Near-daily terrorist attacks are spreading in Pakistan’s most important cities as the Pakistani Taliban solidifies its rule over large swaths of the country. The lawless, underdeveloped mountainous tribal area is a sanctuary for al-Qaida and its foreign affiliates.

Regional jihadi groups in Pakistan’s heartland have launched attacks on the cultural center of Lahore and in India. And separatists are agitating for independence in the country’s largest province, Baluchistan.

A desperate situation and a degree of mistrust were underscored by House Minority Leader John Boehner, R-Ohio, during an interview last week in Washington.

Boehner described Pakistan as “very unstable” with “very weak leadership” and a military that is “totally ill-prepared, ill-equipped and ill-trained to deal with” extremists.

He said, “Big elements of the military and (Pakistan’s intelligence apparatus) … have close ties with al-Qaida, the Taliban and other terrorists organizations” — a view widely shared among U.S. officials.

“Pakistan is fully committed to root out terrorism,” Interior Minister Malik countered in his interview with the Tribune-Review. “We do have the will to do it.”

But, he conceded, “We do not have much ability in terms of the capacity of our forces — they were not trained for fighting terrorism.”

Containing insurgents

U.S. officials, however, have said the situation is so dire that the government of Pakistani President Asif Ali Zardari could fall at any time; several predict a return to military rule.

Some Pakistani analysts say their country lacks a coherent anti-terrorism policy.

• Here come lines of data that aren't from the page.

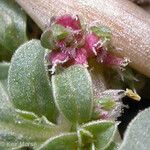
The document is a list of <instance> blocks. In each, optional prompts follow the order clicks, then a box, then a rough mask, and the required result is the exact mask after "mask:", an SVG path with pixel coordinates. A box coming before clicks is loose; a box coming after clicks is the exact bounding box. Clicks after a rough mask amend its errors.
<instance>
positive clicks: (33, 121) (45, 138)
mask: <svg viewBox="0 0 150 150" xmlns="http://www.w3.org/2000/svg"><path fill="white" fill-rule="evenodd" d="M39 120H40V118H39ZM39 120H37V119H35V120H33V119H32V120H31V119H24V118H23V117H22V116H20V114H18V113H17V112H16V111H15V109H14V107H13V106H12V104H11V103H10V101H9V98H8V95H7V93H6V92H5V90H4V88H3V85H2V84H1V83H0V146H1V147H9V149H10V148H15V147H20V146H29V145H31V146H33V147H36V146H37V145H39V144H41V143H43V142H44V141H45V140H46V139H47V138H49V137H50V136H52V135H55V134H56V133H58V132H59V129H58V128H57V127H56V126H54V125H53V124H50V123H49V124H47V123H44V122H40V121H39ZM1 147H0V148H1Z"/></svg>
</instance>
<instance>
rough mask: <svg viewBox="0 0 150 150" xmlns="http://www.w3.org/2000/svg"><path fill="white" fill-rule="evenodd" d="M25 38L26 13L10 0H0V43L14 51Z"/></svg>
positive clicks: (22, 42)
mask: <svg viewBox="0 0 150 150" xmlns="http://www.w3.org/2000/svg"><path fill="white" fill-rule="evenodd" d="M26 40H27V37H26V15H25V13H24V12H23V10H22V9H21V8H20V7H19V6H18V5H17V4H16V3H15V1H12V0H0V45H1V46H2V47H4V49H6V50H10V51H14V50H15V49H16V48H18V46H19V45H21V44H22V43H24V42H25V41H26Z"/></svg>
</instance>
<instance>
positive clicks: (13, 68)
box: [8, 40, 56, 121]
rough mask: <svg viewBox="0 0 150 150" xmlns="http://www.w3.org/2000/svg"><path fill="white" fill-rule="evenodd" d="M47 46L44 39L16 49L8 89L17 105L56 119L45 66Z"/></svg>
mask: <svg viewBox="0 0 150 150" xmlns="http://www.w3.org/2000/svg"><path fill="white" fill-rule="evenodd" d="M44 54H45V49H44V48H43V47H42V46H41V45H40V41H38V40H32V41H30V42H27V43H25V44H24V45H22V46H21V47H19V48H18V49H17V51H16V52H15V54H14V56H13V58H12V61H11V65H10V69H9V75H8V90H9V93H10V98H11V100H12V102H13V104H14V106H15V107H16V108H18V109H21V110H26V111H30V112H34V113H35V114H37V115H39V116H43V115H44V116H46V117H47V118H48V119H49V120H50V121H55V119H56V109H55V105H54V102H53V96H52V91H51V84H50V82H49V78H48V75H47V71H46V67H45V66H44V65H45V64H44Z"/></svg>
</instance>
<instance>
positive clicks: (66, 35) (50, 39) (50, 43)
mask: <svg viewBox="0 0 150 150" xmlns="http://www.w3.org/2000/svg"><path fill="white" fill-rule="evenodd" d="M68 34H69V33H68V31H67V30H66V28H65V27H63V26H61V25H58V24H54V25H52V26H51V27H50V28H48V29H47V30H45V31H44V32H43V34H42V36H41V44H42V46H43V47H45V48H48V49H51V50H52V49H53V50H54V49H55V45H56V41H57V40H62V39H64V38H65V37H66V36H67V35H68Z"/></svg>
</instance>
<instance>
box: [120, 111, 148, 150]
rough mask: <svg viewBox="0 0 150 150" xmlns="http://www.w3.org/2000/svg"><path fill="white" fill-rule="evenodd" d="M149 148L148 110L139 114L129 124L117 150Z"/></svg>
mask: <svg viewBox="0 0 150 150" xmlns="http://www.w3.org/2000/svg"><path fill="white" fill-rule="evenodd" d="M149 148H150V108H148V109H145V110H144V111H142V112H140V113H139V114H138V115H137V116H136V117H135V118H134V119H133V120H132V121H131V123H130V124H129V126H128V128H127V131H126V133H125V135H124V139H123V143H122V145H121V147H120V149H119V150H132V149H133V150H141V149H142V150H148V149H149Z"/></svg>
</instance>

“There is no coordination between the military and the civilian government on this issue,” says author Hussain. “There is a lot of misgiving among various institutions … and that has given a huge space to the militants. They have a free hand now.”

Pakistani military officers claim past success against the militants in Bajour Agency, part of the Federally Administered Tribal Areas (FATA) along the border with Afghanistan.

From his office in the military-garrison city of Rawalpindi, a military spokesman, Maj. Gen. Athar Abbas, said a coordinated campaign with NATO and U.S. forces on the Afghan side of the border has helped to contain and defeat the insurgents.

The military has backed armed villagers, he said.

Yet Abbas said that Pakistani and U.S. military operations in the tribal area have damaged the civilian infrastructure and caused civilian casualties.

“We require an immediate development and reconstruction phase,” he said. “Unless that addresses the people’s grievances … there will be a loss of public support.”

He said he fears “creating a big vacuum there in which maybe the militants have a chance to reassert themselves.”

Trying to assert control

The United States has allocated $750 million for development in the tribal region, and Obama has pledged more aid based on Pakistan’s success in battling terrorism.

Many analysts are alarmed by the growing linkage between regional jihadi groups in Pakistan’s heartland and those in the tribal region.

Others say Pakistan’s army has been demoralized by brutal fighting in the tribal area, while the nation’s police force became ineffectual during nine years of military rule that ended in 2008.

“Building the capacity of the police and law enforcement agencies will be a major step forward to countering terrorism in Pakistan,” says Samina Ahmed, South Asia project director for the International Crisis Group, a Brussels-based organization that tries to develop solutions in conflict areas.

“The military control over national security policy will remain the biggest challenge, because it is not going to go away overnight,” she said. “And that is where I think the United States must focus its efforts.”